Dabei sind die Fakten klar: Die meisten Angriffe kamen von jungen Männern mit Migrationshintergrund. Hunderte attackierten Polizisten, Rettungssanitäter und Feuerwehrleute mit Böllern, Raketen und Wurfgeschossen. Ein Drittel der 145 Verhafteten von Berlin waren Deutsche, ein Drittel Afghanen und Syrier, ein Drittel stammt aus 15 weiteren Nationen.

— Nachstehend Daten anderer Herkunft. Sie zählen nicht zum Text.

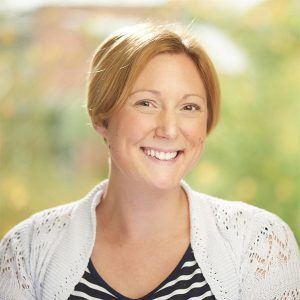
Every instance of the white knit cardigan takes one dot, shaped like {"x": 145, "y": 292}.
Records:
{"x": 244, "y": 252}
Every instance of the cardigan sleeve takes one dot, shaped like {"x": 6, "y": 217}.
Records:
{"x": 270, "y": 267}
{"x": 15, "y": 277}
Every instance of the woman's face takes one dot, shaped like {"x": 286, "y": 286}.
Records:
{"x": 158, "y": 134}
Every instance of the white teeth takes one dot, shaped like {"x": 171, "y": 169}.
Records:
{"x": 160, "y": 155}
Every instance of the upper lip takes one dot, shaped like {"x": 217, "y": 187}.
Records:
{"x": 161, "y": 150}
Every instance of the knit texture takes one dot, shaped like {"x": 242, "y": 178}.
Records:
{"x": 244, "y": 252}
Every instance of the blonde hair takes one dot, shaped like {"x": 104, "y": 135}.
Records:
{"x": 121, "y": 57}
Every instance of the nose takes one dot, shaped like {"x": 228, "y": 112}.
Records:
{"x": 167, "y": 125}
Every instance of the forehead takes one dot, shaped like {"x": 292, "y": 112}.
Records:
{"x": 170, "y": 70}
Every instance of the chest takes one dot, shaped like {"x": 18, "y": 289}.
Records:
{"x": 135, "y": 270}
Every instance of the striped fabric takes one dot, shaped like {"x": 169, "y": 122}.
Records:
{"x": 185, "y": 282}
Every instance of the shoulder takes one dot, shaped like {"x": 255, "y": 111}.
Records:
{"x": 27, "y": 248}
{"x": 266, "y": 253}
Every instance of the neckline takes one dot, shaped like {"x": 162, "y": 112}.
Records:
{"x": 102, "y": 282}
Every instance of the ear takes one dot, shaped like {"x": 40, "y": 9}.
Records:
{"x": 101, "y": 129}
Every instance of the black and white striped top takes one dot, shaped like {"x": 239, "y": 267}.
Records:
{"x": 185, "y": 282}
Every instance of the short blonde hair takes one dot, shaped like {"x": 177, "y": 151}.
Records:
{"x": 121, "y": 57}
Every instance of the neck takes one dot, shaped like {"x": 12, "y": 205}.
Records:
{"x": 131, "y": 212}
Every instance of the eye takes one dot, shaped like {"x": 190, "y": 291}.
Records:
{"x": 191, "y": 107}
{"x": 145, "y": 103}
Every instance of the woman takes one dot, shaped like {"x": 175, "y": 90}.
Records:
{"x": 153, "y": 95}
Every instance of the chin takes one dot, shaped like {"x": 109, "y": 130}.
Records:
{"x": 166, "y": 183}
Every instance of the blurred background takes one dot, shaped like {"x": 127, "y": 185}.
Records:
{"x": 49, "y": 154}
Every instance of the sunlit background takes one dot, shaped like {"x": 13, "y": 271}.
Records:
{"x": 49, "y": 154}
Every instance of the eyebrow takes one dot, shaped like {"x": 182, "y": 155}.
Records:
{"x": 155, "y": 92}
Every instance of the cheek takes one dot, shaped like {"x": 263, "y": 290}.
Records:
{"x": 130, "y": 127}
{"x": 196, "y": 133}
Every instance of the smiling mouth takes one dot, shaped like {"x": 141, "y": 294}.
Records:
{"x": 161, "y": 155}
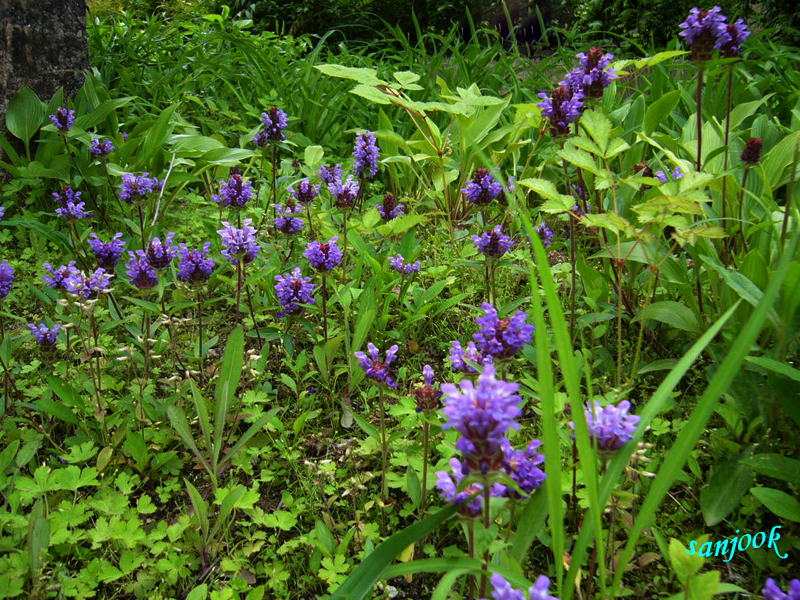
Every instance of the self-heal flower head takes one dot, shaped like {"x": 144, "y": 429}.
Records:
{"x": 375, "y": 369}
{"x": 610, "y": 426}
{"x": 6, "y": 279}
{"x": 275, "y": 121}
{"x": 293, "y": 290}
{"x": 458, "y": 356}
{"x": 141, "y": 272}
{"x": 161, "y": 254}
{"x": 324, "y": 257}
{"x": 366, "y": 152}
{"x": 234, "y": 193}
{"x": 195, "y": 267}
{"x": 561, "y": 108}
{"x": 285, "y": 222}
{"x": 57, "y": 278}
{"x": 305, "y": 192}
{"x": 344, "y": 193}
{"x": 493, "y": 243}
{"x": 63, "y": 119}
{"x": 482, "y": 188}
{"x": 107, "y": 253}
{"x": 135, "y": 188}
{"x": 502, "y": 338}
{"x": 239, "y": 243}
{"x": 772, "y": 591}
{"x": 45, "y": 337}
{"x": 101, "y": 148}
{"x": 400, "y": 265}
{"x": 88, "y": 286}
{"x": 482, "y": 414}
{"x": 390, "y": 209}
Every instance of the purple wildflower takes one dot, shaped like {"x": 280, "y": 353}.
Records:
{"x": 483, "y": 188}
{"x": 399, "y": 264}
{"x": 305, "y": 192}
{"x": 375, "y": 369}
{"x": 195, "y": 267}
{"x": 285, "y": 222}
{"x": 45, "y": 337}
{"x": 101, "y": 148}
{"x": 6, "y": 279}
{"x": 482, "y": 415}
{"x": 324, "y": 257}
{"x": 63, "y": 119}
{"x": 390, "y": 209}
{"x": 367, "y": 153}
{"x": 234, "y": 193}
{"x": 562, "y": 108}
{"x": 611, "y": 426}
{"x": 458, "y": 356}
{"x": 140, "y": 271}
{"x": 275, "y": 121}
{"x": 293, "y": 289}
{"x": 107, "y": 253}
{"x": 136, "y": 188}
{"x": 502, "y": 338}
{"x": 493, "y": 243}
{"x": 57, "y": 278}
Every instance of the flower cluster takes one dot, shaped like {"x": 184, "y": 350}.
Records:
{"x": 483, "y": 188}
{"x": 195, "y": 267}
{"x": 239, "y": 243}
{"x": 293, "y": 289}
{"x": 610, "y": 426}
{"x": 493, "y": 243}
{"x": 400, "y": 265}
{"x": 324, "y": 257}
{"x": 107, "y": 253}
{"x": 374, "y": 368}
{"x": 366, "y": 153}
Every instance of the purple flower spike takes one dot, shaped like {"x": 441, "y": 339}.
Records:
{"x": 305, "y": 192}
{"x": 63, "y": 119}
{"x": 285, "y": 222}
{"x": 611, "y": 426}
{"x": 234, "y": 193}
{"x": 771, "y": 590}
{"x": 483, "y": 188}
{"x": 57, "y": 278}
{"x": 367, "y": 153}
{"x": 107, "y": 253}
{"x": 375, "y": 369}
{"x": 344, "y": 192}
{"x": 390, "y": 209}
{"x": 458, "y": 354}
{"x": 482, "y": 415}
{"x": 324, "y": 257}
{"x": 6, "y": 279}
{"x": 493, "y": 243}
{"x": 142, "y": 274}
{"x": 45, "y": 337}
{"x": 275, "y": 121}
{"x": 101, "y": 148}
{"x": 195, "y": 267}
{"x": 239, "y": 243}
{"x": 399, "y": 264}
{"x": 293, "y": 289}
{"x": 502, "y": 338}
{"x": 137, "y": 188}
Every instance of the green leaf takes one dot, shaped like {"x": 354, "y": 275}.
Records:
{"x": 780, "y": 503}
{"x": 728, "y": 484}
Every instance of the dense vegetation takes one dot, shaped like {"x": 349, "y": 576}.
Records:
{"x": 217, "y": 348}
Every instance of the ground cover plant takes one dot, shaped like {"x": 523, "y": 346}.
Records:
{"x": 424, "y": 320}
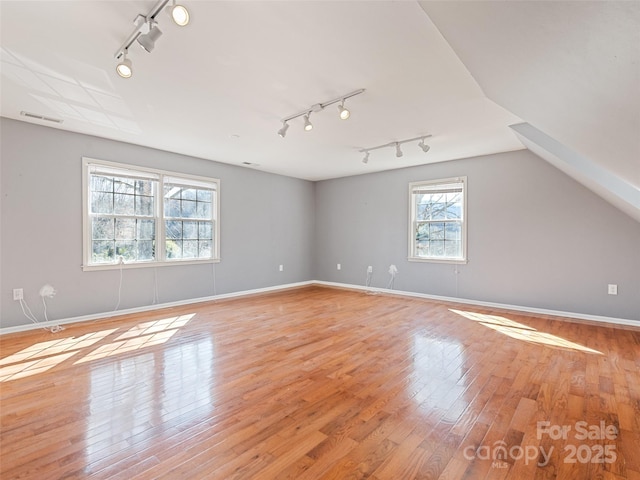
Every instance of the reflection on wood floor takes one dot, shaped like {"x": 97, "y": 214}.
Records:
{"x": 319, "y": 383}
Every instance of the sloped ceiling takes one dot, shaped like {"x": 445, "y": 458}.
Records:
{"x": 218, "y": 88}
{"x": 568, "y": 73}
{"x": 571, "y": 71}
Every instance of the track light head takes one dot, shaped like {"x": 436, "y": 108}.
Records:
{"x": 124, "y": 68}
{"x": 283, "y": 131}
{"x": 308, "y": 126}
{"x": 398, "y": 151}
{"x": 148, "y": 40}
{"x": 425, "y": 148}
{"x": 344, "y": 113}
{"x": 178, "y": 13}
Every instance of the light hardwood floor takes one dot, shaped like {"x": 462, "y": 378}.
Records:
{"x": 319, "y": 383}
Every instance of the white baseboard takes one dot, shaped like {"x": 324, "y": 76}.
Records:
{"x": 501, "y": 306}
{"x": 147, "y": 308}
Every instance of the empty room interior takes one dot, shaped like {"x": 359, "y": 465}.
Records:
{"x": 320, "y": 240}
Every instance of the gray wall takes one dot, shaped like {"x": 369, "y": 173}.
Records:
{"x": 266, "y": 220}
{"x": 536, "y": 238}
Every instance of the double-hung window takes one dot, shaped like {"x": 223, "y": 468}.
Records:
{"x": 437, "y": 223}
{"x": 147, "y": 217}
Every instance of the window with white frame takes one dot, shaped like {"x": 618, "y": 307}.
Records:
{"x": 437, "y": 224}
{"x": 143, "y": 216}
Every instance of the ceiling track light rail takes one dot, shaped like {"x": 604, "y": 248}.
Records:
{"x": 147, "y": 32}
{"x": 425, "y": 148}
{"x": 343, "y": 112}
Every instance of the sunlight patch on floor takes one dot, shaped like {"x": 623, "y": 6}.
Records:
{"x": 522, "y": 332}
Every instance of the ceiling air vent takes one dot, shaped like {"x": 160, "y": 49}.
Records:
{"x": 41, "y": 117}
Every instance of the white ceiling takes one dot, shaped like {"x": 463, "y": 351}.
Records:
{"x": 218, "y": 88}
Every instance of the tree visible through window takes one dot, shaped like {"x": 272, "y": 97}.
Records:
{"x": 437, "y": 223}
{"x": 143, "y": 216}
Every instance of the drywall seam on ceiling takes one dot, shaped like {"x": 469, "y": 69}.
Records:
{"x": 620, "y": 193}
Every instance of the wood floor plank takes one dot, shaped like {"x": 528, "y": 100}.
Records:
{"x": 321, "y": 383}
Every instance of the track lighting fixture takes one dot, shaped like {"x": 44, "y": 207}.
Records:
{"x": 283, "y": 131}
{"x": 308, "y": 126}
{"x": 344, "y": 113}
{"x": 425, "y": 148}
{"x": 147, "y": 32}
{"x": 398, "y": 151}
{"x": 318, "y": 107}
{"x": 124, "y": 68}
{"x": 178, "y": 13}
{"x": 148, "y": 40}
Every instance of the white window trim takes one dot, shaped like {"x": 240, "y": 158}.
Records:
{"x": 160, "y": 233}
{"x": 411, "y": 246}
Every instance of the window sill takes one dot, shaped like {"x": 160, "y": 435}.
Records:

Daraus zu folgern, alle Migranten seien gewalttätig, wäre natürlich Unsinn. Noch viel unsinniger aber ist es, das Thema Einwanderung zu tabuisieren – Differenzierung ist wichtig, um Migranten zu schützen, die gut integriert sind, Deutsch lernen, eine Ausbildung machen.
Doch wenn Migranten Hilfs- und Ordnungskräfte angreifen, diskutieren deutsche Politiker vielfach lieber über ein Böllerverbot als über Migration. Weil sie fürchten, sonst als ausländerfeindlich oder gar rassistisch dazustehen.
Wozu das führt, sieht man in Schweden. Dort waren Migranten jahrzehntelang willkommen wie nirgendwo sonst in Europa. Über Probleme zu reden, war unter der sozialdemokratischen Regierung ein Tabu. Morde, Gang-Kriminalität und Stadtviertel, in die sich Polizisten nicht mehr hineintrauten, sorgten für Wut in der Bevölkerung. Heute sind in Stockholm die Konservativen an der Macht, unterstützt von den ultrarechten Schwedendemokraten. Und Schweden gilt in Europa als Musterbeispiel missglückter Integrationspolitik.
Auslandredaktor Guido Felder (58) recherchiert derzeit für Blick in Schweden – seine Reportage lesen Sie hier am Montag. Schon im morgigen SonntagsBlick äussert sich der Islam-Kritiker Hamed Abdel-Samad (50). Er sieht Staat und Medien in der Verantwortung und fragt: «Wie soll man ein Problem lösen, wenn man es nicht einmal benennen will?»
In der Schweiz ist diese Frage beantwortet. Hier wird nichts tabuisiert. Auch nicht Probleme mit Migranten. Die Polizei nennt in ihren Meldungen die Herkunft von Verdächtigen und Tätern. Dank der direkten Demokratie sind wir harte politische Auseinandersetzungen gewohnt; Bürgerinnen und Bürger sind fähig, auch schwierige Themen richtig einzuordnen. Die Medienlandschaft ist breit aufgestellt, von rechts wie der «Weltwoche» bis links wie der «Wochenzeitung» – und vielen Titeln in der Mitte. Wollte die Politik etwas unter den Tisch wischen, würde garantiert jemand eine Volksinitiative lancieren.
In diesem Punkt kann Europa von der Schweiz lernen: dass es richtig ist, Probleme offen anzusprechen – weil das zu besseren Ergebnissen führt als jede Tabuisierung.